Giuseppe Giordano

Personal information
- Nationality: Italy
- Born: 16 July 1974 (age 52) Naples, Italy
- Height: 1.70 m (5 ft 7 in)
- Weight: 74 kg (163 lb)

Sport
- Sport: Shooting
- Events: 10 m air pistol (AP60) 50 m pistol (FP)
- Club: Centro Sportivo Esercito
- Coached by: Marco Masetti

Medal record
Men's shooting
Representing Italy
European Championships
| Gold medal – first place | 2013 Osijek | 50 m pistol |
| Gold medal – first place | 2013 Osijek | 50 m pistol team |
| Gold medal – first place | 2019 Osijek | 10 m air pistol team |
| Silver medal – second place | 2020 Wrocław | 10 m air pistol team |
| Silver medal – second place | 2021 Osijek | 10 m air pistol team |
| Bronze medal – third place | 2019 Osijek | 10 m air pistol |

= Giuseppe Giordano =

Italian sport shooter (born 1974)

Giuseppe Giordano (born July 16, 1974, in Naples) is an Italian sport shooter. He won a bronze medal in the men's free pistol at the 2011 ISSF World Cup series in Munich, Germany, with a total score of 659.6 points, earning him a spot on the Italian team for the Olympics. Giordano is also a member of the shooting team for Centro Sportivo Esercito, and is coached and trained by Marco Masetti.

Giordano represented Italy at the 2012 Summer Olympics in London, where he competed in the men's 50 m pistol, along with his teammate and three-time Olympian Francesco Bruno.

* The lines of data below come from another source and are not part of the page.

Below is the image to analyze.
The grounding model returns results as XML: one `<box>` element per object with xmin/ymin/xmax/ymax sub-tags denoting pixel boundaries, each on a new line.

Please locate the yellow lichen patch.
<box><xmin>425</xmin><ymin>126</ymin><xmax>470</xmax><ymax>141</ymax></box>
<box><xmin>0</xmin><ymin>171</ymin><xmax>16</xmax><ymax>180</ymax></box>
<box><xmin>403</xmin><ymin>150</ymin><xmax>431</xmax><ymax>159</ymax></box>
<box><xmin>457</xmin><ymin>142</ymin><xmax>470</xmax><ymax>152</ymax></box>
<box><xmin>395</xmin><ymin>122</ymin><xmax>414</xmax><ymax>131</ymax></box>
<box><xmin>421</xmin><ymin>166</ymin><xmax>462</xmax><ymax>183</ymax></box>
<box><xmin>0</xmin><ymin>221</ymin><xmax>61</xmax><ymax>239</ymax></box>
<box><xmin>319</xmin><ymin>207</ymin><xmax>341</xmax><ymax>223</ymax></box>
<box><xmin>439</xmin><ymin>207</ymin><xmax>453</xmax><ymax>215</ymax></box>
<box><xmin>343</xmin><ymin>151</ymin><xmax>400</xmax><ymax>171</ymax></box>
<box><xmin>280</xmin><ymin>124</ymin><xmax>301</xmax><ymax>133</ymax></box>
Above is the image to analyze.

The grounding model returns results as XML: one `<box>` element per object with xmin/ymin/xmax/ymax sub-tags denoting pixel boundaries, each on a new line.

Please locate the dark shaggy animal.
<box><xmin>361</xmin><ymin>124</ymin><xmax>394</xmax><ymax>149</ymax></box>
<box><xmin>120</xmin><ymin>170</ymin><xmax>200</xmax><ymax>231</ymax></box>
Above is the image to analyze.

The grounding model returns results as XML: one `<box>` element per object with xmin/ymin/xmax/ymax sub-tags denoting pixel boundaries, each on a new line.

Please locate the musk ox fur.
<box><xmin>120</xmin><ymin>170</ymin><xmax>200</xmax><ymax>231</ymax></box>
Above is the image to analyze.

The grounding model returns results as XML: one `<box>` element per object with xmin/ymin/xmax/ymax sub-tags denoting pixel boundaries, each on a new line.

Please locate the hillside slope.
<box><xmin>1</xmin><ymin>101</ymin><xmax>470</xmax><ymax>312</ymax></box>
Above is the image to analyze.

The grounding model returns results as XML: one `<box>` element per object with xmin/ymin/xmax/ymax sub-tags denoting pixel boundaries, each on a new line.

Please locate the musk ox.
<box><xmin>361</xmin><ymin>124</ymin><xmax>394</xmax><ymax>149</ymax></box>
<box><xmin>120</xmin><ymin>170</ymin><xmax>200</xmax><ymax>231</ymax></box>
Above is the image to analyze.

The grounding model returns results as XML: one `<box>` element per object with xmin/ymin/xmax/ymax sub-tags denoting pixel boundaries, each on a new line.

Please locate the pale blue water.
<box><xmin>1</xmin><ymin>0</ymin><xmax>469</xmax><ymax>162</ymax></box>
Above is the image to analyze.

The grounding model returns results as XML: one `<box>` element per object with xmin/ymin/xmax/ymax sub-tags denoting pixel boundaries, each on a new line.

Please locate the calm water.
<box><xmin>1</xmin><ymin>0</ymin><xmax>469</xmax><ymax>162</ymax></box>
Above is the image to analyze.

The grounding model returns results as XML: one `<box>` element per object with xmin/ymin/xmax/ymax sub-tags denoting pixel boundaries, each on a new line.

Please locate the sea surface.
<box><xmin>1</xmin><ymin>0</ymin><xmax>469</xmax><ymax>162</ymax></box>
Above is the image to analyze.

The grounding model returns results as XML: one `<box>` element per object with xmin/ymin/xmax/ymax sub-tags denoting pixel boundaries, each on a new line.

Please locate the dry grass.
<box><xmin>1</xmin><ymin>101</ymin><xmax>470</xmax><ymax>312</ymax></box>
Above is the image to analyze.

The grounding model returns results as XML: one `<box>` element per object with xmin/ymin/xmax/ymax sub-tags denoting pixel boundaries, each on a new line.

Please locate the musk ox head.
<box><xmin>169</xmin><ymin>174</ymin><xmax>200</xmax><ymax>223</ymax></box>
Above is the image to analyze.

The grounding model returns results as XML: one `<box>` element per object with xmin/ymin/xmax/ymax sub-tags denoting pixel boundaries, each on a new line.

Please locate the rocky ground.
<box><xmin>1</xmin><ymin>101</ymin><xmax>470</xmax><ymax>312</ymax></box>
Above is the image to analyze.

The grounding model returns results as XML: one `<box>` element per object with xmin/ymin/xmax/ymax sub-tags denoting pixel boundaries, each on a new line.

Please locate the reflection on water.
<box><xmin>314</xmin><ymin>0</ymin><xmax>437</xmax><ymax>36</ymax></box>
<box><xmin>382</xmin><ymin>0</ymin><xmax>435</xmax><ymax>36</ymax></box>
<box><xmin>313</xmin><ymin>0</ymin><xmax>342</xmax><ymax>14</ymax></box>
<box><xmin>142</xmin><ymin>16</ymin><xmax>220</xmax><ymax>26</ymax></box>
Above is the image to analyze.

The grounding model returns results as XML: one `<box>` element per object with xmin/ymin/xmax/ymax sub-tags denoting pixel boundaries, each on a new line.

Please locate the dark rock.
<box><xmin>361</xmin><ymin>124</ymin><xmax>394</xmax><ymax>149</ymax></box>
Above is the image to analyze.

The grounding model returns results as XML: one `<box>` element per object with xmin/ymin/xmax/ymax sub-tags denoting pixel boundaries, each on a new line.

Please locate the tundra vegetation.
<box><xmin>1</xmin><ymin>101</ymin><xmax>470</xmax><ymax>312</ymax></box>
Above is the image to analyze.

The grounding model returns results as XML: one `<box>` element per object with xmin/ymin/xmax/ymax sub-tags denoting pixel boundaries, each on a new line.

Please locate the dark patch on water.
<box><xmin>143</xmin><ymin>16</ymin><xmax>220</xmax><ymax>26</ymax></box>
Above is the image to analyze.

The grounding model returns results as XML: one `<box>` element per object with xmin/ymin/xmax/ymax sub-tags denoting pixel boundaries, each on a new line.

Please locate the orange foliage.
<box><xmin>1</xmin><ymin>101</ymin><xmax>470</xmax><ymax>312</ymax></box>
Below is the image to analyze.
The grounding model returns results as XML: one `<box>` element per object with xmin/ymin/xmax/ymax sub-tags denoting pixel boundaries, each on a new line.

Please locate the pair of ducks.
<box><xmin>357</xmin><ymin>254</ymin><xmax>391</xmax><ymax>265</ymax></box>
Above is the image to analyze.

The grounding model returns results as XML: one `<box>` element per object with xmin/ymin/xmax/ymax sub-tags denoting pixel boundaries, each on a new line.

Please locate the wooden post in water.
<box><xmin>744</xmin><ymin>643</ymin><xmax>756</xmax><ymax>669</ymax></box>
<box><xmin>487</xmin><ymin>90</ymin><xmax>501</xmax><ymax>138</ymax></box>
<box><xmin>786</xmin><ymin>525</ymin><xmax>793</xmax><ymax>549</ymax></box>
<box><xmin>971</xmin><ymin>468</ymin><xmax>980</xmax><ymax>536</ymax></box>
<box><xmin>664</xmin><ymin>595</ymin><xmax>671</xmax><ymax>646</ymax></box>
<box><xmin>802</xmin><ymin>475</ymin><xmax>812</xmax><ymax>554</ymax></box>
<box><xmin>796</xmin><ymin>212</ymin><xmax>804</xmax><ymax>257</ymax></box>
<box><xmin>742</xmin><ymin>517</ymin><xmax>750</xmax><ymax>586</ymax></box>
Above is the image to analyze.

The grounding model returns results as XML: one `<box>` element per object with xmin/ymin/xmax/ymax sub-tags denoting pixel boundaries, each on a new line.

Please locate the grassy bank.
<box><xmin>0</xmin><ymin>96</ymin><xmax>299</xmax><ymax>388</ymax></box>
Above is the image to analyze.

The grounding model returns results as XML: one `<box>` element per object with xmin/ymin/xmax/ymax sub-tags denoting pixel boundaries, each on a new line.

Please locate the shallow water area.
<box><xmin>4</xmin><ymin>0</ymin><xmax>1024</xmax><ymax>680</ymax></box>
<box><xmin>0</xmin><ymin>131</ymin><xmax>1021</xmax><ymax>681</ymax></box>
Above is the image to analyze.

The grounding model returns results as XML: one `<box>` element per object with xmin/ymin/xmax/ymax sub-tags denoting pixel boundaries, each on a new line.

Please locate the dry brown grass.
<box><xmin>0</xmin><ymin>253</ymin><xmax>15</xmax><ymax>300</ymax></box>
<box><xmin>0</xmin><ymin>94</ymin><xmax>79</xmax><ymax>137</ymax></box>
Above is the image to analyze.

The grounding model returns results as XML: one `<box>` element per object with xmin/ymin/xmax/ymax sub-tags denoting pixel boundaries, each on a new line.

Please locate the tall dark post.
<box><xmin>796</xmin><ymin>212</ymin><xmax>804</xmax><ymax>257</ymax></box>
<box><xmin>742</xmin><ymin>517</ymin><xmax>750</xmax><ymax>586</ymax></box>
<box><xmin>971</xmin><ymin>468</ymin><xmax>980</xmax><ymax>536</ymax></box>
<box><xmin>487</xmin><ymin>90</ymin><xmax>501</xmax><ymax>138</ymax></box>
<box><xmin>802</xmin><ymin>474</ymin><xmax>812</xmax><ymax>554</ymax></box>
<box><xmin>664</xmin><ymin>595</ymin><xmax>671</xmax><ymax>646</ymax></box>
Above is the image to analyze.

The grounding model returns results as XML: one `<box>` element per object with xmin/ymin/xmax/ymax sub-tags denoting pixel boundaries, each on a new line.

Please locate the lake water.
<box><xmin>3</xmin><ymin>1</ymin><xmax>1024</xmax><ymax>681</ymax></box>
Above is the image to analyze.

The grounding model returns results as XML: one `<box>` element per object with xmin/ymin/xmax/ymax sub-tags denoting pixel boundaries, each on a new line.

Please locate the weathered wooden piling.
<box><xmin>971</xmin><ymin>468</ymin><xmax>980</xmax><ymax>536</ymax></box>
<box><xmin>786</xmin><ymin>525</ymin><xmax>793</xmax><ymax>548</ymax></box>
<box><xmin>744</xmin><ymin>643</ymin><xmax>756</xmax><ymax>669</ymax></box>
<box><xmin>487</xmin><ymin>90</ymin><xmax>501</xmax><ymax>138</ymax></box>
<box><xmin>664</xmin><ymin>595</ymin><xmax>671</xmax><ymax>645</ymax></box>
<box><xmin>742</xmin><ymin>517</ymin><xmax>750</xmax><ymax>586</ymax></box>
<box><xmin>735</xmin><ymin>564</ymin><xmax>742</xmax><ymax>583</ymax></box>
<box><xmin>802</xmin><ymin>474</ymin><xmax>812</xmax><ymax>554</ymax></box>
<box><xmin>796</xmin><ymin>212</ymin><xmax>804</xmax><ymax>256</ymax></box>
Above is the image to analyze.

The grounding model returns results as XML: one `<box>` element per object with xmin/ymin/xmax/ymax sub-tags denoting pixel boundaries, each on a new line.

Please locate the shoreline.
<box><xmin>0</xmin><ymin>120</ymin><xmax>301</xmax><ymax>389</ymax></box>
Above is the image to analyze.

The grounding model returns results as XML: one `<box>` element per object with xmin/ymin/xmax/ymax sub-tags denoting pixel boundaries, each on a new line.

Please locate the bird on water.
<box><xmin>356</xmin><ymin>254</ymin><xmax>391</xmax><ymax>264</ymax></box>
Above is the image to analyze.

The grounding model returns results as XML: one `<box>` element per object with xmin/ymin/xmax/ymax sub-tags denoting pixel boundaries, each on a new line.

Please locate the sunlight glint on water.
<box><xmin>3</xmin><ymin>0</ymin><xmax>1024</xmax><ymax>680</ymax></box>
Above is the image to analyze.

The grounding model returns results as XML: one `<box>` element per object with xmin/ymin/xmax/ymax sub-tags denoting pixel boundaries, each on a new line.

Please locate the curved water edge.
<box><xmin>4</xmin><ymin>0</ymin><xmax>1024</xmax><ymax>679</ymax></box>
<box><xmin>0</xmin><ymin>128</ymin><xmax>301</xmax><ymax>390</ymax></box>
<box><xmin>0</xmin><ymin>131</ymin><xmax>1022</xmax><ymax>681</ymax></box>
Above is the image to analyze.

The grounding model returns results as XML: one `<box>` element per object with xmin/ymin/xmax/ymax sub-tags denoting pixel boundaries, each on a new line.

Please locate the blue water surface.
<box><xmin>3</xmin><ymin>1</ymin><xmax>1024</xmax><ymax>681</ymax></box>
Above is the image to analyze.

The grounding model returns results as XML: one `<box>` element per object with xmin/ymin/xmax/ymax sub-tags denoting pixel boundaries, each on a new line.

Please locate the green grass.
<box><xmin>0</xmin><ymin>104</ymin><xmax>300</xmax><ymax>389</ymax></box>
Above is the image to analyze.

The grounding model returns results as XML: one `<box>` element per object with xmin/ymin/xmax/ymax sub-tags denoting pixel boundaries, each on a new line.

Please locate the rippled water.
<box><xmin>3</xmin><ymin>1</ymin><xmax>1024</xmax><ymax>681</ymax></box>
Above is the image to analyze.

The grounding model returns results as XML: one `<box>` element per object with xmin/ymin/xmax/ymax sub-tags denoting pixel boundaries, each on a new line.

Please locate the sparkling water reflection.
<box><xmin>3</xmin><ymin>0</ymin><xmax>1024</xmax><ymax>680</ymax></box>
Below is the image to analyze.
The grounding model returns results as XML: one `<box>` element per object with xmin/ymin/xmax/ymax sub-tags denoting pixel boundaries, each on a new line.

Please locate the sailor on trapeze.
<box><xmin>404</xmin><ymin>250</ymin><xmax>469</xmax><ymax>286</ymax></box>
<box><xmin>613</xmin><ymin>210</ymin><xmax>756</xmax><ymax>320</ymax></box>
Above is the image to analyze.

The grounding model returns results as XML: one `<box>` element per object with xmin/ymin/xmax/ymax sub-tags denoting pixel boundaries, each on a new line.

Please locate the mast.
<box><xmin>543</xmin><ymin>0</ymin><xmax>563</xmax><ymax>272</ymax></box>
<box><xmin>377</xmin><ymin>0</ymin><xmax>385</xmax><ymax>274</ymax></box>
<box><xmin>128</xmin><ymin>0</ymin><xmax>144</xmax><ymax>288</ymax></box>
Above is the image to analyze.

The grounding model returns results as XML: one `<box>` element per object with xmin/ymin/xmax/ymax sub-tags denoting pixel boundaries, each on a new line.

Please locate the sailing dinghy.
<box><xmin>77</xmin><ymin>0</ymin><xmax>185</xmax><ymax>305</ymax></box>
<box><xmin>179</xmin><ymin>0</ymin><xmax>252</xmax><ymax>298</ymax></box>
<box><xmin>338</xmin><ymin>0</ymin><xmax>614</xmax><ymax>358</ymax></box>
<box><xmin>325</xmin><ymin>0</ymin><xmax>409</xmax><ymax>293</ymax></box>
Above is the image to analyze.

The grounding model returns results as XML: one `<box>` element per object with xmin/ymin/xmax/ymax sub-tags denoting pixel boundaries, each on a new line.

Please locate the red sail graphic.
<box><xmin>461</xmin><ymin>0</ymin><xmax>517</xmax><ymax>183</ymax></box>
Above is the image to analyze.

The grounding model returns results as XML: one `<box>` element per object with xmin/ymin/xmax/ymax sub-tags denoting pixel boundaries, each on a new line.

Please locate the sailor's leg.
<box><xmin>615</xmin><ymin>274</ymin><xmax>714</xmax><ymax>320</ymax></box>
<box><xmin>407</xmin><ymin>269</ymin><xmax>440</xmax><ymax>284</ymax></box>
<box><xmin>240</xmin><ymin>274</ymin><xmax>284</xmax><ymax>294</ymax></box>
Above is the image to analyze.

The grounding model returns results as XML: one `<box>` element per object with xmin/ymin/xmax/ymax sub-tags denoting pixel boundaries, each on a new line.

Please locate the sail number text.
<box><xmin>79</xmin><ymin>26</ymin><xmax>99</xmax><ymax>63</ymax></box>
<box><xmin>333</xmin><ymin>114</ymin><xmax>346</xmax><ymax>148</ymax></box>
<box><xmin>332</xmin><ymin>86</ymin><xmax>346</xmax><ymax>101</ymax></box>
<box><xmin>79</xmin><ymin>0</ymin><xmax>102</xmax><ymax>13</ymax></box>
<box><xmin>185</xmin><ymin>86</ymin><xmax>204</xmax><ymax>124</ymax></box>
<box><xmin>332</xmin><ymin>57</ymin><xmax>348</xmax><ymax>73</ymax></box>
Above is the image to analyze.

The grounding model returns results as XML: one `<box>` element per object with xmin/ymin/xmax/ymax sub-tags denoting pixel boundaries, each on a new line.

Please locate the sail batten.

Giordano barely advanced to the final, after scoring a total of 559 targets from the qualifying rounds, and winning a shoot-off by one-tenth of a point ahead of Portugal's João Costa, with a bonus of 49.6. He finished in fifth place by six points behind winner and defending Olympic champion Jin Jong-Oh of South Korea (662.0), accumulating a score of 656.0 targets (97.0 in the final).